Acquisitions in 1999 included UK food group Hillsdown Holdings, one-third of Mexican flour maker Grupo Minsa, and (just in time for millennial celebrations) popular champagne brands Mumm and Perrier-Jouët (it quadrupled its investment when it sold the champagne houses in late 2000). Lured by low stock prices on real estate investment trusts (REITs), the company agreed to buy Walden (formerly Walden Residential Properties) that year.

Hicks Muse, along with UK-based Apax Partners, bought British Telecom's yellow page directory business Yell Group for roughly $3.5 billion, making it the largest non-corporate LBO in European history. Yell subsequently acquired US directories publisher McLeodUSA for about $600 million, and floated in 2003.

Hicks Muse acquired Nestlé's Ambient Food Business in 2002, which added well-known UK brands Crosse & Blackwell, Branston Pickle, Chivers (marmalade), Sun-Pat (peanut butter), Gale's (honey), Sarson's (vinegar) and Rowntree's (jelly) to the Premier Foods stable. Cereal maker Weetabix Limited and Unilever's cast-offs Ambrosia (creamed rice and puddings) and Brown & Polson, rounded out Premier Foods' portfolio in 2003.

Acquisitions in 2004 included Kerns Oil & Gas (renamed Blackbrush Energy -- natural gas production), Persona (Canadian cable television company), Regency Gas Services (gas processing and distribution), and Centennial Puerto Rico Cable TV (Puerto Rican cable television company). It also agreed to buy a majority stake in trendy luxury shoemaker Jimmy Choo. Disposals during the year included the company's remaining stake in Yell and its stake in Premier Foods.

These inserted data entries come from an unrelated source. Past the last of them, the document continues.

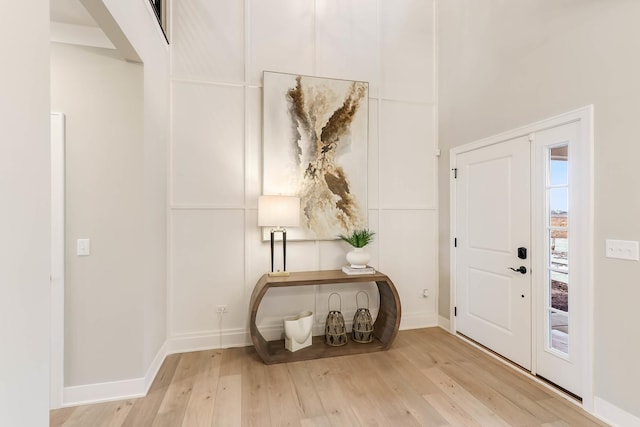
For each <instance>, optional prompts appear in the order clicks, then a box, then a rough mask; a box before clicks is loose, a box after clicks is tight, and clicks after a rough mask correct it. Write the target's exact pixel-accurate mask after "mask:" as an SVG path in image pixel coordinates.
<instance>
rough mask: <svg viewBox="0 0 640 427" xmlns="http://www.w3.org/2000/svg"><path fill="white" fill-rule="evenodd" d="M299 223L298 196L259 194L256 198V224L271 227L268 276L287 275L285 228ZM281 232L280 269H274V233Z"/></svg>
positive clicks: (286, 262) (286, 259)
mask: <svg viewBox="0 0 640 427" xmlns="http://www.w3.org/2000/svg"><path fill="white" fill-rule="evenodd" d="M299 225H300V198H299V197H295V196H260V197H259V198H258V226H260V227H271V273H269V276H288V275H289V273H288V272H287V230H286V229H285V228H284V227H297V226H299ZM275 233H282V271H280V270H278V271H274V263H273V252H274V235H275Z"/></svg>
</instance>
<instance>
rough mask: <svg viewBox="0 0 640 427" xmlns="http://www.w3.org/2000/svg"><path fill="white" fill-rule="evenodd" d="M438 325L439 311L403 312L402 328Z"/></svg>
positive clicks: (402, 317) (433, 325) (430, 327)
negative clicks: (403, 312)
mask: <svg viewBox="0 0 640 427" xmlns="http://www.w3.org/2000/svg"><path fill="white" fill-rule="evenodd" d="M436 326H438V313H436V312H435V311H432V312H429V313H421V312H414V313H402V318H401V319H400V330H403V331H404V330H407V329H419V328H432V327H436Z"/></svg>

In May 2005, Sturm Foods was acquired by HM Capital Partners. Located in Manawa, Wisconsin, Sturm Foods specializes in the manufacturing of bulk goods such as oatmeal and markets several sugar-free products under private labels.

===HM Capital and Successors===
Hicks Muse struggled in the years immediately following the bursting of the internet and telecom bubbles was often cited with Forstmann Little as the highest profile private equity casualties, having invested heavily in technology and telecommunications companies. The firm's reputation and market position were both damaged by the loss of over $1 billion from minority investments in six telecommunications and 13 Internet companies at the peak of the 1990s stock market bubble as well as several traditional buyouts that ended in bankruptcy (e.g., Regal Cinemas, Viasystems Group, International Wire.

Tom Hicks resigned from Hicks Muse at the end of 2004 and was replaced at the helm by co-founder John Muse. Hicks would go on to found Hicks Holdings LLC. Charles Tate resigned from Hicks Muse in 2002.

In January 2005, the company's European arm, separated from Hicks Muse to form Lion Capital LLP, which has since raised over $4 billion across two private equity funds.

In March 2006, Hicks Muse Tate & Furst changed its name to HM Capital reflecting the departure of Tom Hicks and the new group of partners heading the firm. HM Capital appears to be overcoming initial obstacles, raising new capital from institutional investors for a $1 billion private equity fund, its first in more than five years.

In 2013, HM Capital began dissolving. The energy group spun out as Tailwater Capital and the food group spun off as Kainos Capital.